Con tutta probabilità, i fondatori di Roccascalegna furono i Longobardi che, a partire dal 600 d.C., occuparono stabilmente l’attuale Molise e l’Abruzzo meridionale, dopo essere discesi dall’Italia settentrionale. Conseguenza di ciò fu l’allineamento delle guarnigioni Bizantine sulle rive dell’Adriatico. Nella logica di tale conflitto si spiega la costruzione della Torre d’Avvistamento, prima, e del Castello, in seguito, sull’imponente ammasso roccioso che domina la valle del Rio Secco (affluente del Sangro) proprio ad opera dei Longobardi.
Una volta finite le ostilità tra i due popoli, escludendo una nota di carattere contabile del 1320, non troviamo nessuna fonte storiografica che parli del Castello di Roccascalegna sino al 1525. In tale anno possiamo rilevare una descrizione della struttura restaurata del Castello, in ottemperanza alle nuove esigenze necessarie con l’avvento delle armi da fuoco.
Un ulteriore atto notarile descrive il restauro della gradonata d’accesso del Castello di Roccascalegna, ma ormai siamo già nel 1705.
Dal 1700 il Castello di Roccascalegna ha conosciuto tre secoli di abbandono, nei quali lo stesso è stato preda delle intemperie e dei saccheggi della popolazione locale, sino alla donazione al Comune di Roccascalegna, avvenuta nel 1985, da parte dell’ultima famiglia feudataria, ossia quella dei Croce Nanni.

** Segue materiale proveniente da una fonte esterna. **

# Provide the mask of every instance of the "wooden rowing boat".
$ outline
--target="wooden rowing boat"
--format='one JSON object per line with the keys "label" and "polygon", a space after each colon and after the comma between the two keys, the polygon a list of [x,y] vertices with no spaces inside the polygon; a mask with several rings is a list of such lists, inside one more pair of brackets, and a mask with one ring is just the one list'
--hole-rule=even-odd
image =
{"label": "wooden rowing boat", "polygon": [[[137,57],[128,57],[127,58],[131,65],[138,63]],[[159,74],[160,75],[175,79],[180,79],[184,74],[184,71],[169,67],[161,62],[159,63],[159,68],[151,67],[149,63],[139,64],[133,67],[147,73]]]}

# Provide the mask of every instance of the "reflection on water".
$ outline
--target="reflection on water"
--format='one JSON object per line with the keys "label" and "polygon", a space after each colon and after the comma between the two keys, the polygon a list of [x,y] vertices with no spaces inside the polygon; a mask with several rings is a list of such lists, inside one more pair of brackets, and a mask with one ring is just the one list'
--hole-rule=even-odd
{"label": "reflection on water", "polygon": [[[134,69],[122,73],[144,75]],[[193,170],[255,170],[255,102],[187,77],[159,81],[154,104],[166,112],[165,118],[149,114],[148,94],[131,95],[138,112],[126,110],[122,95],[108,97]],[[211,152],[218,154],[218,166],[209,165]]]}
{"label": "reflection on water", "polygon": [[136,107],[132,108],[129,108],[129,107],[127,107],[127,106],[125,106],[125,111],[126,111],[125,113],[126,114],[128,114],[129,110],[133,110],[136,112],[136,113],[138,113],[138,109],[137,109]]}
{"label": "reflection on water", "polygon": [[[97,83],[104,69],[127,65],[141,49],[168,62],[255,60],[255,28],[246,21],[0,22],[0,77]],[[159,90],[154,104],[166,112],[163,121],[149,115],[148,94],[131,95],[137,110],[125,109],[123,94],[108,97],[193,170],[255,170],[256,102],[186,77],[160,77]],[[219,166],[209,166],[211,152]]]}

La leggenda più famosa inerente il Castello di Roccascalegna ha per protagonisti Corvo de Corvis e l’editto dello“Jus Primae Noctis”. Pare che nel 1646 il fantomatico Barone abbia reintrodotto questa prassi medievale, in forza della quale ogni novella sposa del Feudo di Roccascalegna dovesse passare la prima notte di nozze con lui invece che con il marito. Non si sa bene se una sposa novella, o se il marito, travestito a sua volta da sposa, abbia accoltellato il Barone nel talamo nuziale ed egli, morente, abbia lasciato la propria impronta della mano insanguinata su di una roccia della torre, crollata poi nel 1940. Benché si provasse a lavare il sangue dalla roccia, esso continuava a riaffiorare e ci sono tutt’oggi persone anziane che sostengono di aver visto la “mano di sangue” anche dopo il crollo.